Gov. Scott entered the room to a raucous round of applause as he stepped up to the podium. He proceeded to tell the crowd a little about his childhood before moving on to the important issues of the state of Florida.
Scott said in 2010, 832,000 people in the state of Florida lost their jobs and unemployment hit a peak of 11.1 percent.
“We basically increased state debt by $8.7 billion,” Scott said. “What did we get for it? Housing prices collapsed by 40 percent. Whatever business you were in, you were pretty much hurting in Florida.”
Scott reminded everyone that there is no state income tax in Florida, it is a right-to-work state where you don’t have to be a member of a union, there are low business taxes, it is the gateway to Latin America, and the expansion of the Panama Canal is coming up.

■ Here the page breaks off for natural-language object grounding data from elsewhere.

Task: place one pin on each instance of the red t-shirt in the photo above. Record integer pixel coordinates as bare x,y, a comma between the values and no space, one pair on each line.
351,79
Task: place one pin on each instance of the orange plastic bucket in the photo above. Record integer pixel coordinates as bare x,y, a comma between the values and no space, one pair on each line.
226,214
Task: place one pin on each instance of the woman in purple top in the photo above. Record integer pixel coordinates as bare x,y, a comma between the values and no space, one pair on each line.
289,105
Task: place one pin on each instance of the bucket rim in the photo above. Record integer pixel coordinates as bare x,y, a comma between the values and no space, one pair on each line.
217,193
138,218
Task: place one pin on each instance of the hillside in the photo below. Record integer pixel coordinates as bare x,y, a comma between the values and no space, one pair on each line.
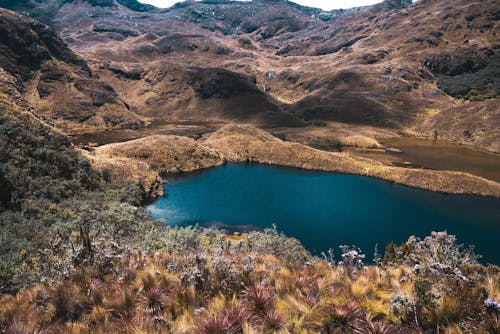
101,100
279,64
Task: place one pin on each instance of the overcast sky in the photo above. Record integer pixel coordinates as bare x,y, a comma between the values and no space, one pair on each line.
324,4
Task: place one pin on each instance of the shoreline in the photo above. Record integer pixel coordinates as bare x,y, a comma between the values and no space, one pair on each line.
238,143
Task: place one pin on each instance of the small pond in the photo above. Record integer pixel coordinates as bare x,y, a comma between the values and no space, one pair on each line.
325,210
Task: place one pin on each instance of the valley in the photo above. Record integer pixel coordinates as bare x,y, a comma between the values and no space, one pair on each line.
146,153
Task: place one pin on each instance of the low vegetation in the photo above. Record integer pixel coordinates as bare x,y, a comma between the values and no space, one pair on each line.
198,282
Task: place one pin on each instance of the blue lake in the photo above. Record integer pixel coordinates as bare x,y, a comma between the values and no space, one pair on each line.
325,210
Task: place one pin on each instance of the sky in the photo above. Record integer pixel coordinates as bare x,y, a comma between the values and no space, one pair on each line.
323,4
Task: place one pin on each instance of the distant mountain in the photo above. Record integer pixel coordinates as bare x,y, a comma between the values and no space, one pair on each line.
385,65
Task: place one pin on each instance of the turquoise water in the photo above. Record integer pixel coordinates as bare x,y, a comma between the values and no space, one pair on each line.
325,210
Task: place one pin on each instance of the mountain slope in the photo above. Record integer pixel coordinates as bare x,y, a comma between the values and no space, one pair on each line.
56,82
310,66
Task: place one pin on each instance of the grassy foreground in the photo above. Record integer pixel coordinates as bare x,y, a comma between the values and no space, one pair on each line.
78,254
202,283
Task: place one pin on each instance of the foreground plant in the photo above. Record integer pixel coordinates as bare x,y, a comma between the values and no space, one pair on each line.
265,294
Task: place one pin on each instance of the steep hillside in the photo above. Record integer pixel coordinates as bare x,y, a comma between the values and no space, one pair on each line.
56,82
296,65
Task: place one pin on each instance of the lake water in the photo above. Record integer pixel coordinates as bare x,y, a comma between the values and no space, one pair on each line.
325,210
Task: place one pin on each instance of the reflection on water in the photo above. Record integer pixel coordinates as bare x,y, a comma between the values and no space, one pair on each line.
445,156
325,210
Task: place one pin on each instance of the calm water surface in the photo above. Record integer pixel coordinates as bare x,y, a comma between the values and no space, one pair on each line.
324,210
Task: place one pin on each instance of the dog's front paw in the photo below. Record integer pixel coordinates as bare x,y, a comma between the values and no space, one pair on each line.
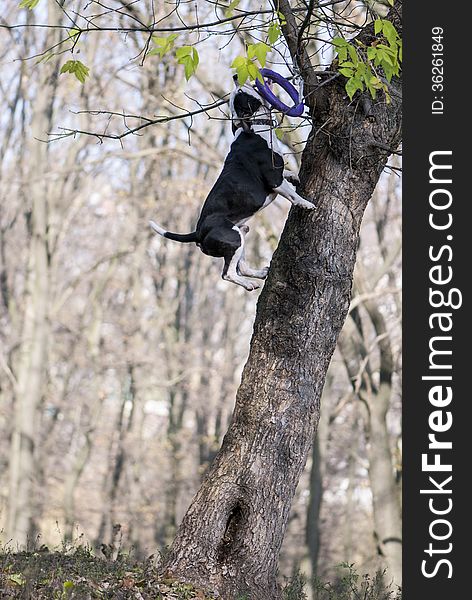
250,286
304,204
292,177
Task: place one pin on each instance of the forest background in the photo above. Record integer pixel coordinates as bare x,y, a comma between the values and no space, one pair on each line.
126,354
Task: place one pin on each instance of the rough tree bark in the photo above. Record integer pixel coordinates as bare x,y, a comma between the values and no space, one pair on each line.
32,355
230,537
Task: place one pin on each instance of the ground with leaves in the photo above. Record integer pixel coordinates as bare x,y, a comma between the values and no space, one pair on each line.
77,574
80,575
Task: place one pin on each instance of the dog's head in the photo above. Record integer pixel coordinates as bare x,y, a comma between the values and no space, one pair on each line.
245,102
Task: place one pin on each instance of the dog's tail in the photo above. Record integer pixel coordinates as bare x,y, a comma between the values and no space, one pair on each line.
178,237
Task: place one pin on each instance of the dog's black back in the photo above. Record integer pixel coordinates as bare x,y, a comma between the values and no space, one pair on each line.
250,173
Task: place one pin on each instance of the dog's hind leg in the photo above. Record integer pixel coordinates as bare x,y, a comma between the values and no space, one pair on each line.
243,268
287,190
232,270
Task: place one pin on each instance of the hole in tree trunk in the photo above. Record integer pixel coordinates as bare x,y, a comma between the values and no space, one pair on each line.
232,526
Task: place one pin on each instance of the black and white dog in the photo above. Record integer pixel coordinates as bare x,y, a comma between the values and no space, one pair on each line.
252,176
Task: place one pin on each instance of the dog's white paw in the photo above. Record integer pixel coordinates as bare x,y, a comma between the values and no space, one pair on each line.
251,286
292,178
304,204
261,273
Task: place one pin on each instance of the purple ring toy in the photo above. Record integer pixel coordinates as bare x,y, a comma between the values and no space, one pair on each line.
266,92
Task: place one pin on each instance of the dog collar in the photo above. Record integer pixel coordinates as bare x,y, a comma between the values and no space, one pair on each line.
252,122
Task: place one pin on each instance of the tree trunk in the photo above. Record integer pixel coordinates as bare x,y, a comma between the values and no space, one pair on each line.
32,357
230,537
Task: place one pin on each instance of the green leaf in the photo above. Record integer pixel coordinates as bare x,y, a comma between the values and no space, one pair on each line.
282,19
30,4
232,5
389,32
352,85
164,44
252,70
273,32
353,54
243,74
279,133
259,51
188,57
239,61
77,68
371,52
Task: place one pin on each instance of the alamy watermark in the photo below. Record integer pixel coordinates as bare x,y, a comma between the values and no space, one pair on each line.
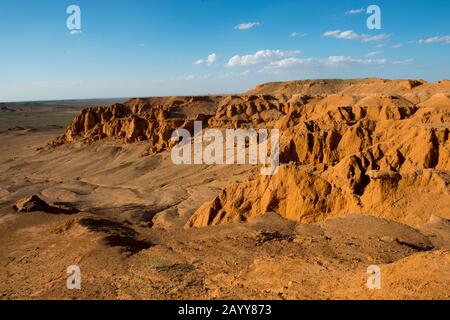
231,149
374,20
374,279
73,22
74,279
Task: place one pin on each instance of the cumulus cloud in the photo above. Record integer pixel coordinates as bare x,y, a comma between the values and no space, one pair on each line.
435,39
208,61
247,25
374,53
192,77
356,11
350,35
329,62
297,34
260,57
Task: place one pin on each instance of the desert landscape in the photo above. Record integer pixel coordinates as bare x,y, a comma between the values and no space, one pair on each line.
364,179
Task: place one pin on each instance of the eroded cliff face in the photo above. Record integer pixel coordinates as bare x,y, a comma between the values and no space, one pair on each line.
368,146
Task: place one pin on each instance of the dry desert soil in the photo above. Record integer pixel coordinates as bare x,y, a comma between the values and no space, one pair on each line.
364,180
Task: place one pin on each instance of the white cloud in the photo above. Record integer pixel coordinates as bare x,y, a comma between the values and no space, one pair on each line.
329,62
247,25
208,61
262,56
356,11
298,34
407,61
374,53
192,77
350,35
435,39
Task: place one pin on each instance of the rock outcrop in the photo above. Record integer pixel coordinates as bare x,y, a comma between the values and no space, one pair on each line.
35,204
365,146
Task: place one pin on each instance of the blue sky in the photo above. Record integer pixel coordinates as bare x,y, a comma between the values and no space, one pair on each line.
180,47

“People like to visit our state,” said Scott. “In 2010, 82 million tourists came to our state. How did we do it? Because we didn’t focus on jobs.”

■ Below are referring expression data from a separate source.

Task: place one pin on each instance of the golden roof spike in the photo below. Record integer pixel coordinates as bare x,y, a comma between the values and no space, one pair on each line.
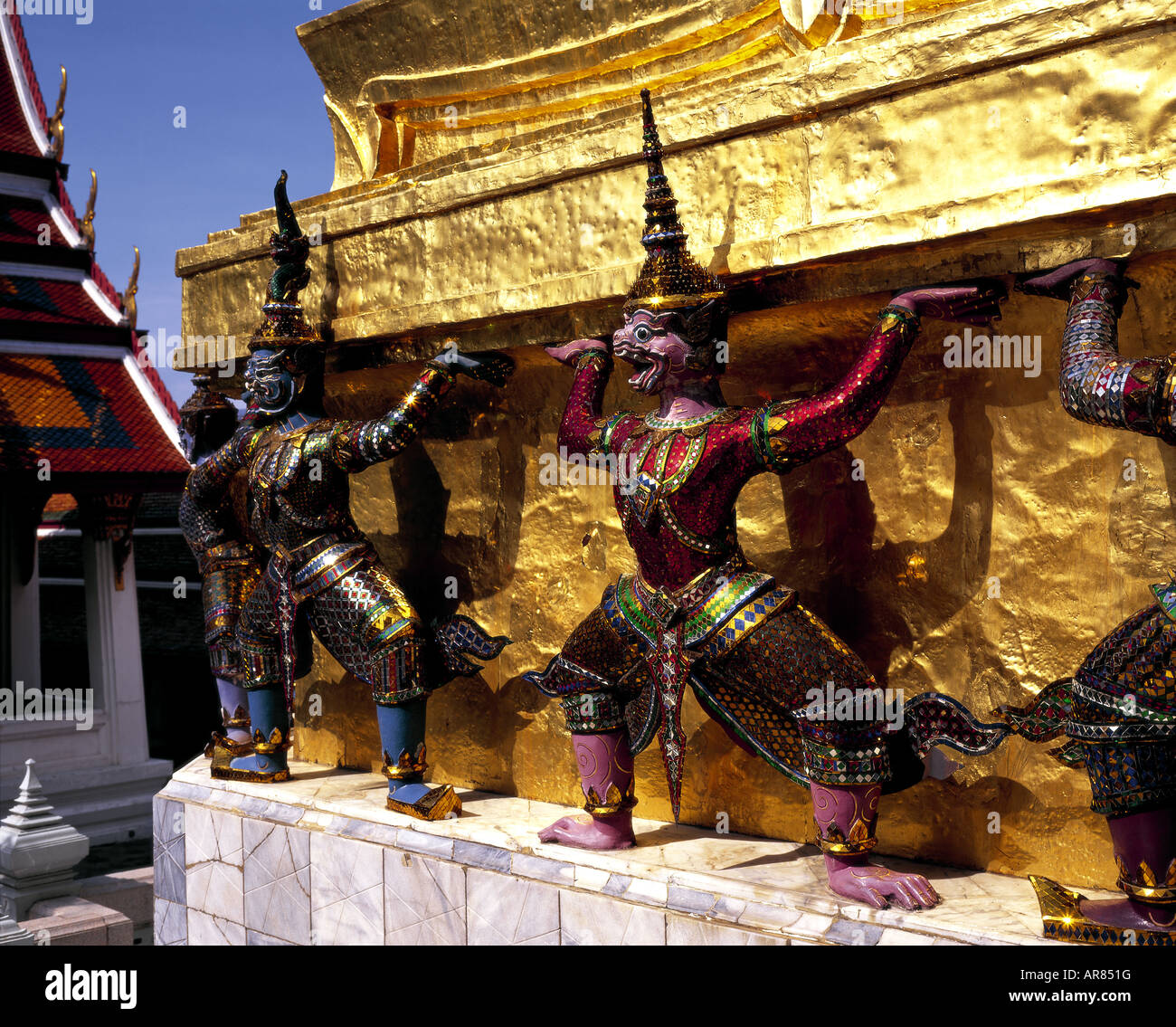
57,128
87,223
129,305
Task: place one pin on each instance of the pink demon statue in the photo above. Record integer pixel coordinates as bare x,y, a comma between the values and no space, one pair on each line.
697,613
1118,710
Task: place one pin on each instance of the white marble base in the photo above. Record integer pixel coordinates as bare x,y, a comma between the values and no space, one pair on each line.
107,804
318,861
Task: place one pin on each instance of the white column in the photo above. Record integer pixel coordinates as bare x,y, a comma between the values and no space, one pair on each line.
116,658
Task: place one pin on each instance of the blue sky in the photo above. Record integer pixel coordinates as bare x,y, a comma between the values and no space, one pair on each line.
253,106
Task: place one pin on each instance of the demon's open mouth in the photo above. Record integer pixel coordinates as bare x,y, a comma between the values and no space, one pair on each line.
650,367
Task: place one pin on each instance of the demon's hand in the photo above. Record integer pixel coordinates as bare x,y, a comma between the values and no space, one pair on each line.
490,366
878,887
571,352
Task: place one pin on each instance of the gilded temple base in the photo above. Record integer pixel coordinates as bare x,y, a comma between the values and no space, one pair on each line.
356,873
438,804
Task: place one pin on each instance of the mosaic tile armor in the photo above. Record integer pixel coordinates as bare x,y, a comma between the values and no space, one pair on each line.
1120,708
321,575
1117,713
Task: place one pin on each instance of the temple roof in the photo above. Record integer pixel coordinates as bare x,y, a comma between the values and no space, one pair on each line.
75,386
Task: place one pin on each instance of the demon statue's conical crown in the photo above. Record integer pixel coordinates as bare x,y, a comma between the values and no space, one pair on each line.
670,279
207,420
286,326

When he first got elected, Scott said he contacted several consulting firms whose job it is to find suitable places for businesses to operate and was met with resistance. Many of them told Scott that Florida doesn’t care about businesses, but only about being the state where people either vacation or retire. Calls to Tallahassee from businesses who wanted to come to Florida, he was told, were not addressed in a timely manner. Scott said he set out to change all of that.

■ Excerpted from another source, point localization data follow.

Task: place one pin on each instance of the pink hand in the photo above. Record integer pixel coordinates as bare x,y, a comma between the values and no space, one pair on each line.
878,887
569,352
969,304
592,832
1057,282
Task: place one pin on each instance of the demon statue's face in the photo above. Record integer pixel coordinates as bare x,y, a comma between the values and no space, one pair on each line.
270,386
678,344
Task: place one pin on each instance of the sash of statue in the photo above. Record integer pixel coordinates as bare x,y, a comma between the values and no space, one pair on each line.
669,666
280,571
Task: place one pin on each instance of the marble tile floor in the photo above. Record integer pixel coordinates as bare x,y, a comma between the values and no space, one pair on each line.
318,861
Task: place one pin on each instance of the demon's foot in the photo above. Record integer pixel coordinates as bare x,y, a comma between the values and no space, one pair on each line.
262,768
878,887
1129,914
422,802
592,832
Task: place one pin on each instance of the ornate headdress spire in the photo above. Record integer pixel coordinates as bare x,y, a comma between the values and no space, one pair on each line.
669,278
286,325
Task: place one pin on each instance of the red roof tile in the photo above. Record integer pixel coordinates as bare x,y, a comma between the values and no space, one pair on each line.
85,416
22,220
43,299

Scott said anyone who works for a state agency has the duty to help create more jobs for the people of Florida in any way possible. He has also been cutting sales taxes, property taxes, and regulations to make it easier for new businesses to come in.
Scott’s speech wasn’t all business. He spent some time telling anecdotes about Gov. Rick Perry in Texas, which engaged the crowd with laughter, but then it was back to business.
“In two years and 10 months, unemployment has gone from 11.1 to 6.7 percent,” said Scott. “That’s 440,000 jobs.”
For the month of October, Florida private businesses generated 46,000 jobs, compared to Texas with only 12,000 jobs, Scott explained. Additionally, this year Florida expects to have a total of about 95 million tourists (up from 82 million), whom, he said, pay a lot of sales taxes.
“So, we’ve increased our state revenue that way,” he said.
Since he’s been in office, Scott said the state has lowered their unemployment rate, paid off a $3.5 billion unemployment debt to the federal government, and there are currently 279,000 job openings in the state right now.
“We’re headed in the right direction,” said Scott.
Education was another topic Scott touched on, saying that the state has increased funding for education, and that Florida’s 4th graders are number 2 in the world for reading, as well as other facts about graduation rates, teacher quality and Florida’s excellent colleges.
After all the business talk, Scott said, “The year 2014 is a bad year to run for governor, but this is a great job. No one else should run,” he added. “That would be nice. The truth is, if you like people, there is no better job than being governor of the state.”
After the meeting, Scott spent some time mingling with the guests.